Not that you care, but I also have:
My laptop: Cortana
My desktop: River
My router: Woodhouse
My primary DNS RasPi: GLaDOS
My secondary DNS RasPi: Wheatley
My brewing controller RasPi: Wash
My backup host odroid: GuiltySpark
My Steam Deck: Amos
My VPS: Bucket
Each host (for the most part, Amos excluded) has a file containing a number of quotes from the relevant character, upon login/shell initiation, a random one is chosen and printed with the MOTD.
Very cool! I know most of those. I love the quotes with the MOTD. We have networks named for authors - our home WiFi is SANDERSON and the little private access point we used to take when traveling was ROTHFUSS.
I figured you’d be on it, but as with the comment about DNS, is always seems to be the littlest issues that take me the longest to figure out :)
Could it be a CGNAT issue? I’m not a network guy per se - which is to say I don’t have a concrete hypothesis to back that up - but it seems consistent with other times I’ve seen that being the problem. Things work for a while, because the mappings at the ISP side coincidentally don’t interfere with the local ones, but at some point they reconfigure as they onboard more customers or replace systems and their new mappings happen to be incompatible with your setup.
To @goryramsy’s point, it would also be something that could change at the carrier side without being visible to you, break your setup, and not technically be a bug on their side either.
[Edit] I’ve found tailscale to be excellent at punching through issues like this, so that might be a good way to test the issue, and even a viable longer term workaround.
Were you definitely able to traceroute in that direction before? Because it's pretty common for routers to just ignore traceroutes, and that might be a red herring.
Yeah, it's been some months since I've done it, but I know I've successfully done full traces in the past.
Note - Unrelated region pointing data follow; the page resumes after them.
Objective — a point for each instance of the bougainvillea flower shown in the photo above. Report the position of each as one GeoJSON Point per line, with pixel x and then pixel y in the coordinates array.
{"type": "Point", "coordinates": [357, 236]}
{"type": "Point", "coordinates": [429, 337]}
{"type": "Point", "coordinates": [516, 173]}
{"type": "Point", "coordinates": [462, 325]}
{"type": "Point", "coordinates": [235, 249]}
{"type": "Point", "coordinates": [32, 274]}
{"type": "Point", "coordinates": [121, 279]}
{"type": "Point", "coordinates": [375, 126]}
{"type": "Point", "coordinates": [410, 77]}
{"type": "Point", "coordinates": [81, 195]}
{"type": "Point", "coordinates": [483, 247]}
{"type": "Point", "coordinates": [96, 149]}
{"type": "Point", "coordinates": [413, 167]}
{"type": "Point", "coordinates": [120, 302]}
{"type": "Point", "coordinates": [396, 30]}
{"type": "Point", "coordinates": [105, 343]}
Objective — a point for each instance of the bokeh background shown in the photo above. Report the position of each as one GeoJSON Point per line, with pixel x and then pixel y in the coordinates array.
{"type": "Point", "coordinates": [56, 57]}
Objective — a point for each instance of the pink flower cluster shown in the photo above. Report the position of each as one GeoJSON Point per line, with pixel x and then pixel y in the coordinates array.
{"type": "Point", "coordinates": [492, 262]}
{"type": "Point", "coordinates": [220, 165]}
I remember at the time I was interested in how many hops there were between my home and VPS, as I selected the Atlanta datacenter from my VPS provider for proximity.
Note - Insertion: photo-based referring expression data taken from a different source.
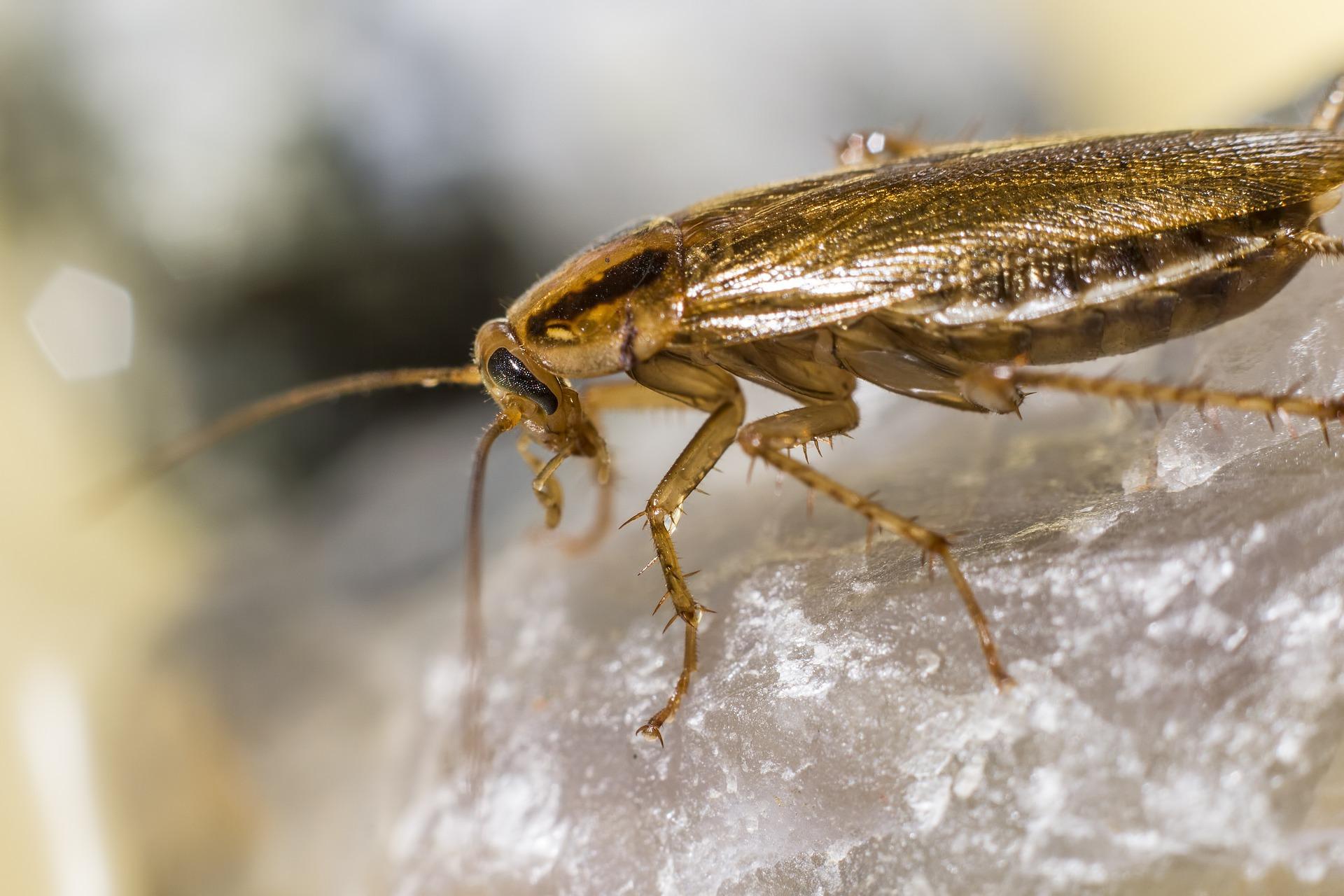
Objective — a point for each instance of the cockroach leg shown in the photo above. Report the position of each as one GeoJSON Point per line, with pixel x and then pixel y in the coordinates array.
{"type": "Point", "coordinates": [1316, 242]}
{"type": "Point", "coordinates": [654, 727]}
{"type": "Point", "coordinates": [1007, 377]}
{"type": "Point", "coordinates": [710, 390]}
{"type": "Point", "coordinates": [545, 484]}
{"type": "Point", "coordinates": [766, 437]}
{"type": "Point", "coordinates": [1329, 115]}
{"type": "Point", "coordinates": [622, 396]}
Do you have a public IPv6 on your home network and your VPS? If so, it might be a way to narrow down whether this is a IPv4-only or CGNAT issue.
Personally I just run my home hosting stuff (mostly *arrs) off IPv6 via Cloudflare DNS-Only records. As long as I have V6 connectivity I can access everything anywhere and I don't have to run split DNS to get local connections at home.
I do, although I don't route V6 addresses to my devices, just the router. While the addresses were different, the hops (and hop failure on #11) were the same, when the issue was happening.
For what it's worth, I have discovered an intermittent issue with my similar AT&T connection that only started showing up in the last week or weeks.
As best as I can track it down, I will randomly end up under double NAT. That is to say, my router will sometimes receive an IP address in the 172 range on the WAN. The internet still functions as it should, but all of my port forwards break and due to DDNS all of my domain names get updated to the non routable IP.
A release/renew has so far fixed the issue, as has waiting several days.
I am also using AT&T fiber with my gateway put into passthrough mode.
This whole escapade has coincidentally led me to this device. For $230 I'm not gonna take a chance on trying it out, but I love the idea of bypassing their equipment and terminating the fiber line directly into my router.
Hmm, that's interesting. I've heard of attempting to pull the certificate out of the AT&T device and using it to authenticate, but never really explored it.
Personally I would jump at the chance to rip out ISP equipment in my home and replace it with my own. Networks equipment you don’t manage is always going to cause you headaches. Even if you’re fine with the way it’s being managed, you are not going to like it when it changes without warning.